Dinning – This is where we scored poorly, with all the choices we did an awful job, I think the best thing I had I was too drunk and it was too late to enjoy. Had a wall of corn beef between two planks of rye. Nothing like a sandwich when you are completely bombed. I could only handle half of a half of slice it was probably for best.

Catching up – It was great seeing people I just don’t get to see. Sadly that is what happens when you become adults. I just would have loved to seen a few of the owners who drafted on line, but we this was good group. We all had a great time gambling at the Former Barbary Coast.

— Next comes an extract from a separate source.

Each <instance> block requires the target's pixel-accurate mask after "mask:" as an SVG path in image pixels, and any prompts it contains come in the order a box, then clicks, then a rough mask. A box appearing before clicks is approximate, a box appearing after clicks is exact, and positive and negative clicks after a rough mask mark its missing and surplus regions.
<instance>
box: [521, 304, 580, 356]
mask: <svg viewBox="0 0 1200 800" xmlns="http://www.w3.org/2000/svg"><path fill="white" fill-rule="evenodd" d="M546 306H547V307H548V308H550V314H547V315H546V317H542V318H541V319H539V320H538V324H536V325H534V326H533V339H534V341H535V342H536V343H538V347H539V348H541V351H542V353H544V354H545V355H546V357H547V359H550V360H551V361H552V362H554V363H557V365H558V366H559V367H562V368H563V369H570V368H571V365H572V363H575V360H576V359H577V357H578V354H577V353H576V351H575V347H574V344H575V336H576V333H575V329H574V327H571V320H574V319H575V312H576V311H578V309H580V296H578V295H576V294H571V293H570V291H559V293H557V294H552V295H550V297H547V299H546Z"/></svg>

Sleep – It seems that it was something I did not do really any of. Now as you have read I crashed at 4:00 AM Saturday morning. Do you want to hazard a guess at what time I woke up?

7:15 AM

Sadly at that moment I knew I was not going to get back to sleep, so I got up and wander around. I was feeling awful, but not hung over. So after walking around and taking stupid pictures with the free camera the hotel gave me for joining their members club. I went back to my room where my buddies were still crashed out and some shorts and went and worked out. Got on the bike and peddled around trying to figure out how in the hell am I standing, and why am I this wide awake. But going to gym and sitting the sauna was worth it, I felt so much better when I was done. The next night I thought I would have crashed and burned, yet some how I made to 3:00 AM and could have stayed up longer, but thankfully thought better of it. So when I got to sleep around 3:30 AM I thought I would be able to get some sleep. Hopefully wake up before check out. Thankfully I did, I woke up 3 and half hours before checkout, which was at 11 AM. Again I was up and at it. This time I again walked around, lost money at Ceaser’s took more photos, and got breakfast. When I was done with that it was about 9:00 AM so I decided to gamble just a little bit which leads me to

How did Boski make out gambling – Well this trip gambling wise was a huge success in that minus the room and gas I made some money. I had a couple of bad session, including my first where I nearly lost my wallet. We had just checked in we just sit down and I play a hand of blackjack and someone taps me on the shoulder and hands me my wallet. This had happened to me before. Nothing sucks up trip fun like your wallet/money being lost just as arrive. The secret, craps. I love this game and it seems to be the only one I have any success. Well as much success as should expect. My last two times at the tables it really helped in making the trip a success. First the Barbary Coast saved me and got me about $100 back from my other losses. Then during my early morning wandering Sunday I turned $200 into $560. It was freaking sweet. It was a great way to end the trip.

So shortly after cashing out, it was time for the circus to fold up the tent and head home. We gasses up, and headed back home. Where I nearly started a riot, okay I didn’t but I thought about it at Stateline. My buddies were grabbing something at the McD’s. I just wanted something cool and soothing. Hey it was March 18th so maybe I will score one of those Shamrock Shakes. You know what they told me, “Sir we don’t have those”. Seriously, as soon as St. Pat’s day passes let us sweep Paddy under the rug where he can sleep off his bender. No damn it, I say, give the people the Shamrock Shake for the whole month of March. Why did they have to do that? I think they may have perpetrated a hate crime on me. McDonalds you have not heard the last of me Seamus X!

Oh where was I. A great trip was ending and I had a fantastic time minus the hours lost drafting. I hope we can do it again next season. Late Sunday afternoon, I was back in the 714 and was happy to be at home and with the Better Half.

Today is Wednesday and I am still lagging a little bit from the tip, but it only took me a day to start thinking about getting back toVegas. You do not have to tell me, I know I have a problem.

This shoddy travel piece has ended, now go in peace.